Boost for £500m transport projects

More than 20 local transport projects with an overall value of £500m will receive fresh funding from the government as it tries to boost infrastructure spending, the Financial Times has learnt.

The list of two dozen, mainly road, schemes has been drawn up by Justine Greening, the transport secretary, and are likely to be announced as early as Thursday.

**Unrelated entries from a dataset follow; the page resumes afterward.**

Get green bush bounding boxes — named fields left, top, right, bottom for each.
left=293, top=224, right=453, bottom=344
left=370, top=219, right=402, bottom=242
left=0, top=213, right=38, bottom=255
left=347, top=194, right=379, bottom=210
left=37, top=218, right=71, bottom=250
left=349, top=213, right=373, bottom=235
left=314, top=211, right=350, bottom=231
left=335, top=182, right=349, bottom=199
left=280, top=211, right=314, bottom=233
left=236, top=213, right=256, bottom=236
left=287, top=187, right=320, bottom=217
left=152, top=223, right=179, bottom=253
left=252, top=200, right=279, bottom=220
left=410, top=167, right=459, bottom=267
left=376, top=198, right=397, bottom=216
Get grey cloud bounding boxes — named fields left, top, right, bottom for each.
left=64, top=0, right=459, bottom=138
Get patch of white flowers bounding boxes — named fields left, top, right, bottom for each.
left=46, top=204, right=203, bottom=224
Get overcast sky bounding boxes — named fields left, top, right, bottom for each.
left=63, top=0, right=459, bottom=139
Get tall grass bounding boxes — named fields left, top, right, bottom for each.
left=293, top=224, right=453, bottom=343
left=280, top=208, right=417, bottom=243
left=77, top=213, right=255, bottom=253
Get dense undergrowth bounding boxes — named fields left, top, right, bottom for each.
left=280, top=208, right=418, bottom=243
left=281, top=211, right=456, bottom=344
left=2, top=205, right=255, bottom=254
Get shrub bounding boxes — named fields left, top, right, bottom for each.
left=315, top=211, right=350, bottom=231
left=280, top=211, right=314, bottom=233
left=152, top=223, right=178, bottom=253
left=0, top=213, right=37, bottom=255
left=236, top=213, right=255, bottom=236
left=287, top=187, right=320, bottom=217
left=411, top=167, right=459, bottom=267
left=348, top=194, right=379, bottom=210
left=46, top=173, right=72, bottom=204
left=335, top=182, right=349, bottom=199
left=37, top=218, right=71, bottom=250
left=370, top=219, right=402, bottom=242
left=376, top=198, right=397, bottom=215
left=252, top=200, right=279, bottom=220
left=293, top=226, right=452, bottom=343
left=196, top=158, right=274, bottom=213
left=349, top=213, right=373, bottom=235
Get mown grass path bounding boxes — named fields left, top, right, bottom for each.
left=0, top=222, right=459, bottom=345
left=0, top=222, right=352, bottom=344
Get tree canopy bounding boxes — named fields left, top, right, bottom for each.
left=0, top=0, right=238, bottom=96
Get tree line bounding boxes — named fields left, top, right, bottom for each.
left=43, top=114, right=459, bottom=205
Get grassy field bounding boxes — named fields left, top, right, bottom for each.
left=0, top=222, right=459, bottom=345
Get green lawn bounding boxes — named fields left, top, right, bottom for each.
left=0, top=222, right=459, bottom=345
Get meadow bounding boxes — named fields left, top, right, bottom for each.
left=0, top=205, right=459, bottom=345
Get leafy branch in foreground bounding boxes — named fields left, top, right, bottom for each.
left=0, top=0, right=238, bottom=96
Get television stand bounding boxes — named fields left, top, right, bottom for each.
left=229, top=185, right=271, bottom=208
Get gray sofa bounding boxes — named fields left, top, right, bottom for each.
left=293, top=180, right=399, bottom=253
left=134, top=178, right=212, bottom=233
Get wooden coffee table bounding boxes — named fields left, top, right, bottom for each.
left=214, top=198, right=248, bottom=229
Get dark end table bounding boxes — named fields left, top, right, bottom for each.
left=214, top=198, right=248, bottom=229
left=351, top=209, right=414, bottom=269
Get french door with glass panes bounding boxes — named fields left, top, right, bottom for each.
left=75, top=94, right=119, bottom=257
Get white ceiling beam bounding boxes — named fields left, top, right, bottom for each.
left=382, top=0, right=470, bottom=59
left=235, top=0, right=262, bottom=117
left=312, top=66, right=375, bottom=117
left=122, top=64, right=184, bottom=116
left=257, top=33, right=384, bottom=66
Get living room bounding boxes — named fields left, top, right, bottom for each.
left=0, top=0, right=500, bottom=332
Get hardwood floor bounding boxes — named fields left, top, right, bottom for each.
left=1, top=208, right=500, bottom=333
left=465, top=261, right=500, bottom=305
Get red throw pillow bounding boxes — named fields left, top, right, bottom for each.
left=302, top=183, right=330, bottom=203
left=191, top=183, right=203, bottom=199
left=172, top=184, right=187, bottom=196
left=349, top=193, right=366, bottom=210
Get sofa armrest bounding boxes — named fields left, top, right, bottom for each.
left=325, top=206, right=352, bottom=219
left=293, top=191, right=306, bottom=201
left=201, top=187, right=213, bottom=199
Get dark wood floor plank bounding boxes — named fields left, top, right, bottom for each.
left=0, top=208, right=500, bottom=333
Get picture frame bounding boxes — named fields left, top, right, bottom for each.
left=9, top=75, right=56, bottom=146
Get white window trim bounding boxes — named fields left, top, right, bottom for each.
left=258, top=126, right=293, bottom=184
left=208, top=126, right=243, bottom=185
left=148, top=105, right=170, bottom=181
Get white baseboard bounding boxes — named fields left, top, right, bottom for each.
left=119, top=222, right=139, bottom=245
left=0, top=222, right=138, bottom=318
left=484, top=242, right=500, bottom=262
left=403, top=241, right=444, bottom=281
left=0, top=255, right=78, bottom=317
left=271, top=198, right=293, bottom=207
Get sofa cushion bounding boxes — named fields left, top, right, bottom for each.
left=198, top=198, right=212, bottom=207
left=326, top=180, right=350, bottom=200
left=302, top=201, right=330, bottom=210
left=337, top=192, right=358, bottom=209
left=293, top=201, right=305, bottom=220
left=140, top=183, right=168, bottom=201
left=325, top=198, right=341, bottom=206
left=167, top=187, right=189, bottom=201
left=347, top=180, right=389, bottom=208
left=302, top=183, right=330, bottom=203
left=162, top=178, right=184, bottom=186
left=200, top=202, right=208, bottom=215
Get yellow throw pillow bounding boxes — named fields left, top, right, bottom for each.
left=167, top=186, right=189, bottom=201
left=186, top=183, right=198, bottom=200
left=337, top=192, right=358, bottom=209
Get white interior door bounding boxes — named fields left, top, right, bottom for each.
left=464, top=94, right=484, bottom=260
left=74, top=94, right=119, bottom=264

The projects, some of which are dependent on receiving money from local authorities, are in addition to 20 other transport projects announced in last month’s growth review.
 
It is understood that the largest of the projects is a new “northern distributor road” in Norwich which will see £86m of funding from central government towards a £111m scheme. It is still dependent on Norfolk county council agreeing to fund a separate package of sustainable transport measures in the city centre.
 
In Bristol, Ms Greening is expected to give the green light to a new bus rapid transit scheme travelling from north to south through the centre of the city.
 
The £93m project, which will receive £50m from the government, will feature segregated bus lanes carrying passengers from the Bristol Parkway station to the north of Bristol, down to Hengrove in the south.
 
Leeds will receive funding for a £25m programme of maintenance work on the city’s inner ring road. Civic leaders in the Yorkshire city have warned that the road could have to be closed if the money was not forthcoming.
 
The Department for Transport refused to comment on Wednesday.
 
The news came as the National Audit Office warned that budget cuts to the Highways Agency – from £3.2bn to £2.1bn by 2014-15 – could lead to “deterioration in road quality and higher long-term costs to the department or local authorities”.
 
The NAO, the government’s spending watchdog, also suggested that plans to increase regulated rail fares could backfire by boosting train companies’ profits rather than benefiting the taxpayer.
 
Published on Wednesday its report found that an assessment by the Department for Transport had flagged as a “significant risk” its ability to secure the full benefit of any fare increases as they were dependent on commercial talks with the train operators.
 
The report was compiled before last month’s government decision to delay plans to increase regulated fares, which cover peak times and season tickets, by 3 per cent above retail price inflation. Instead, fare rises will be limited to an average of RPI plus 1 per cent, in line with longstanding government policy.
 
But the government was still expected to revert to RPI plus 3 per cent for 2013 and 2014 as set out in the spending review this year.
 
Critics have long argued that rail companies benefit from any rise in fares at the expense of passengers. But the DfT and industry rejected suggestions by the RMT union that the private operators were committing “daylight robbery on an unprecedented scale.”
 
A spokesman for the DfT said: “We remain confident that any possible future fares change would yield its full anticipated value to the taxpayer and not to train company profits.”